Wyschnięte koryto rzeki Potem znowu zaczęła się masakra! Druga część biegu, to w zdecydowanej mierze zbieg wyschniętym korytem rzeki… Pełno luźnych, okrągłych kamieni wielkości – od pięści po wielkie głazy o średnicy ok. 1 metra. Mimo, że miejscami było płasko, to po tych kamolcach nie dało się biec! Nogi wywijały się w każdą stronę. Gdzieś około 16 km, nagle jakiś Hiszpan mnie wyprzedził. Wypadłam ze swojego rytmu, poślizgnęłam się na głazie i gleba! Podniosłam się bardzo szybko i od razu ruszyłam. Kolana lekko obite, z jednego pociekła mała strużka krwi, ale nic nie boli. Uff… To najważniejsze! Boli tylko serdeczny palec u prawej dłoni. Tak, ten z pierścionkiem zaręczynowym ;).

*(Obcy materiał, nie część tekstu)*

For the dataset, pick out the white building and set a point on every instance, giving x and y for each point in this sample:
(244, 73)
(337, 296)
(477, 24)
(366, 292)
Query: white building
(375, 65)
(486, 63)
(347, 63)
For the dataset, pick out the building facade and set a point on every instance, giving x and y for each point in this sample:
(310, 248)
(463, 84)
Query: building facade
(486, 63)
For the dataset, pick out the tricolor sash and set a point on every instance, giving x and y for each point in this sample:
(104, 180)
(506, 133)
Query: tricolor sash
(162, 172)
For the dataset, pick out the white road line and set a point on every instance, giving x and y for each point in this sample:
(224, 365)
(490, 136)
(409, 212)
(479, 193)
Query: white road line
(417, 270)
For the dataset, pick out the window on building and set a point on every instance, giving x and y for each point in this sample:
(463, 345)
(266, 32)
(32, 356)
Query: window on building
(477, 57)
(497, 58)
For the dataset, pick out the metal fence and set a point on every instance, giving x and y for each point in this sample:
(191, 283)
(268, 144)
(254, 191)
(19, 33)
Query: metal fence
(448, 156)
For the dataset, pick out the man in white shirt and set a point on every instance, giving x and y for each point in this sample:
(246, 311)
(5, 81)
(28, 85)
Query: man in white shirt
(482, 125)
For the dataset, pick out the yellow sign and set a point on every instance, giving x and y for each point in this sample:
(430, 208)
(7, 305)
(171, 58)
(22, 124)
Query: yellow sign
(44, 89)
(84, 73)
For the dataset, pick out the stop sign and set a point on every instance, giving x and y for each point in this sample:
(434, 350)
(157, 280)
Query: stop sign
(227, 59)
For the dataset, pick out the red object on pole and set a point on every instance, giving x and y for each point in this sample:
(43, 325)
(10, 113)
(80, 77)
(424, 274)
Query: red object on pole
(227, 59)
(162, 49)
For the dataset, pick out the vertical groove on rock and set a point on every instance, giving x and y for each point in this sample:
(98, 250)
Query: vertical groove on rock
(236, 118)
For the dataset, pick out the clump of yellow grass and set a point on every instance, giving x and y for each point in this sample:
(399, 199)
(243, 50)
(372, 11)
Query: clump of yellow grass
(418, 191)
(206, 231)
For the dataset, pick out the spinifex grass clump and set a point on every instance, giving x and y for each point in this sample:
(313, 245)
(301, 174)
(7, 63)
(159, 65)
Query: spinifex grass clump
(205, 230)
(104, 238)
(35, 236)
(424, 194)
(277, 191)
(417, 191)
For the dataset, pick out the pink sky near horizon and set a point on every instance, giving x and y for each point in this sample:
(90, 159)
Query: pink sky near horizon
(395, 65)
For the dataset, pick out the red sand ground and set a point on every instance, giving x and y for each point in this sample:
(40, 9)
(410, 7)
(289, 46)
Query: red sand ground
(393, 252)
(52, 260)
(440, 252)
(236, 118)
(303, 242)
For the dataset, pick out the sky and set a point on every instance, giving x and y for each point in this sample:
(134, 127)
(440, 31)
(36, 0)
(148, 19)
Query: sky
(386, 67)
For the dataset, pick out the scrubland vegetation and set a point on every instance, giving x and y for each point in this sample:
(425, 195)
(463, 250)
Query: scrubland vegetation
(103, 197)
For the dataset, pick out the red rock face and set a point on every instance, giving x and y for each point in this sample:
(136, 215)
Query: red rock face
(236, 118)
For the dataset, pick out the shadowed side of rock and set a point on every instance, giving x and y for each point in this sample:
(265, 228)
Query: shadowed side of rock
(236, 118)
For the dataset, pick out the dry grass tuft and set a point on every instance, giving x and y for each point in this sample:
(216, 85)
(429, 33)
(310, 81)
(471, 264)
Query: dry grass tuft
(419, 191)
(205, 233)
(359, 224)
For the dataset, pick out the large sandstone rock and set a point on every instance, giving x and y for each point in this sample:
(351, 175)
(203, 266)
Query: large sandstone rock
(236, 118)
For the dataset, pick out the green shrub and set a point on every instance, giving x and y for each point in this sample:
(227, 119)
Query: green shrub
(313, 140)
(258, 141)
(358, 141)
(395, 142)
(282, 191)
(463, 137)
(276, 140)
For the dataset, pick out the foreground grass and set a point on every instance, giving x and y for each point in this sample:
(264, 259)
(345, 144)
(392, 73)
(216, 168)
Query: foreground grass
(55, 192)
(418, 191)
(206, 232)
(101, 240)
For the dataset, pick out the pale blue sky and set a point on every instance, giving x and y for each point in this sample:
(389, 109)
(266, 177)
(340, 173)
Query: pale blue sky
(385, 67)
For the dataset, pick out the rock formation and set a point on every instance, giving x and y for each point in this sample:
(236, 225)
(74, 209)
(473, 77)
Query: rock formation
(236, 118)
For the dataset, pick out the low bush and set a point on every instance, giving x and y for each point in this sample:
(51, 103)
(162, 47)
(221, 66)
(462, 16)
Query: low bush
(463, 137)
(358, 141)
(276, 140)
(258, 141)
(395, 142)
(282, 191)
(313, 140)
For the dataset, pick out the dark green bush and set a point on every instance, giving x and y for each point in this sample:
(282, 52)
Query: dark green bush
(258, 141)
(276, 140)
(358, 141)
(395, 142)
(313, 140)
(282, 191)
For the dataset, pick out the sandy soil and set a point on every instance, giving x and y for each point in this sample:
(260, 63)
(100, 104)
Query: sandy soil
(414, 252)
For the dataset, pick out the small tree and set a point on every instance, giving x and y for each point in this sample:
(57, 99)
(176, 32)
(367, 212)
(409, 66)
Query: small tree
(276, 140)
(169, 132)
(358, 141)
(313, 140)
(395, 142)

Widzę że lekko spuchł, zrobił się trochę zielono-granatowy i nie mogę go za bardzo zgiąć. Spoko, z obitym palcem u dłoni można biec. Pomyślałam sobie od razu o Gosi Łabuz, która na biegu na 64 km w Krynicy też zaliczyła glebę i też spuchł jej palec z pierścionkiem zaręczynowym, który później trzeba było rozcinać… Przeszło mi przez myśl, że mnie też to może czekać, a przygód z pierścionkiem też już kilka miałam.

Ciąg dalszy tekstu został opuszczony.